The TSA's newly reported interest in using RFID chips in boarding passes for participants in a possible "trusted traveller" or "registered traveller" program, in order to enable them to "know people's whereabouts" as they move through airports (a useless suggestion from any bon fide security perspective, since a would-be terrorist could easily give their boarding pass to a decoy, abandon it, and/or steal someone else's) raises even more serious privacy and surveillance concerns.

In testimony before Congress last month, TSA Acting Administrator david Stone reportedly called the trusted/registered traveller program a "high priority with us and one we're eager to move forward with."

But that can't begin -- at least not without the certainty that it would be shut down by the courts -- until after the TSA publishes a Privacy Act "System of Records Notice" for the traveller registration database, and conducts a privacy impact assessement on the program. Presumably, those will be either the first tasks for incoming TSA Chief Privacy Officer Lisa Dean or the next tasks for DHS Chief Privacy Officer Nuala O'Connor Kelly.

Remotely-readable RFID chips have been chosen over less-invasive and less easily-abused technologies (such as magnetic strips and 2-dimensional bar codes, which are already commerically available for encoding biometric identifiers on baggage tags) for the Transit Worker Identification Credential (TWIC), the first prototypes of which are being delivered this month to workers at Florida ports, and which up to 12 million workers thoughout the USA will eventually be required to carry.

Magnetic stripes and 2-dimensional bar codes were also considered, but are also being passed over, by ICAO in its search for a supplement to the current optical character recognition (OCR) standard for machine-readable passports.

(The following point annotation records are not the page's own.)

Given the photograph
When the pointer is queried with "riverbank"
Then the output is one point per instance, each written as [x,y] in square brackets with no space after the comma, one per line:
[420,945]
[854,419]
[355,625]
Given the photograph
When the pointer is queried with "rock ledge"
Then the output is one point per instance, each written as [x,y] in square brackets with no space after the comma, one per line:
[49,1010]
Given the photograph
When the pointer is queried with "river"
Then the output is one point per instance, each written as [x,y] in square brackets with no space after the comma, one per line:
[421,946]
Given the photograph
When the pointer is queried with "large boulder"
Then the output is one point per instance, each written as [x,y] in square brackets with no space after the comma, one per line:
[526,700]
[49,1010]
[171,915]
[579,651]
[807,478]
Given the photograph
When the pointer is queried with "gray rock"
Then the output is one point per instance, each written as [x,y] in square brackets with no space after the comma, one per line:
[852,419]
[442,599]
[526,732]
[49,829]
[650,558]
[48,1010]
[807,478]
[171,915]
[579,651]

RFID chips have unique privacy problems and potential for abuse, since the data stored on them can be read not only remotely but also secretly. And the trusted traveller program, which was originally intended to assuage the concerns of business travellers about possibly being caught up in the heightened scrutiny given "untrusted" travellers (what happened to the presumption of innocence?) now seems to be getting some of its strongest opposition from precisely those business travellers.

It remains to be seen whether, and how, the TSA will proceed with a trusted/registered traveller program, and how it will justify RFID tagging in its Privacy Act notice and privacy impact assessment for the trusted/registered traveller program.

But if the USA government is insisting on RFID chips in each piece of baggage, each airport worker (through TWIC), and each international passenger (through ICAO's addition of RFID to its machine-readable passport standard), its not surprising that they would want to seize any excuse (such as the trusted/registered traveler program) to be able to use RFID chips to track domestic passengers as well.

Unless, of course, they plan to require implanted RFID chips as identification tokens for travellers.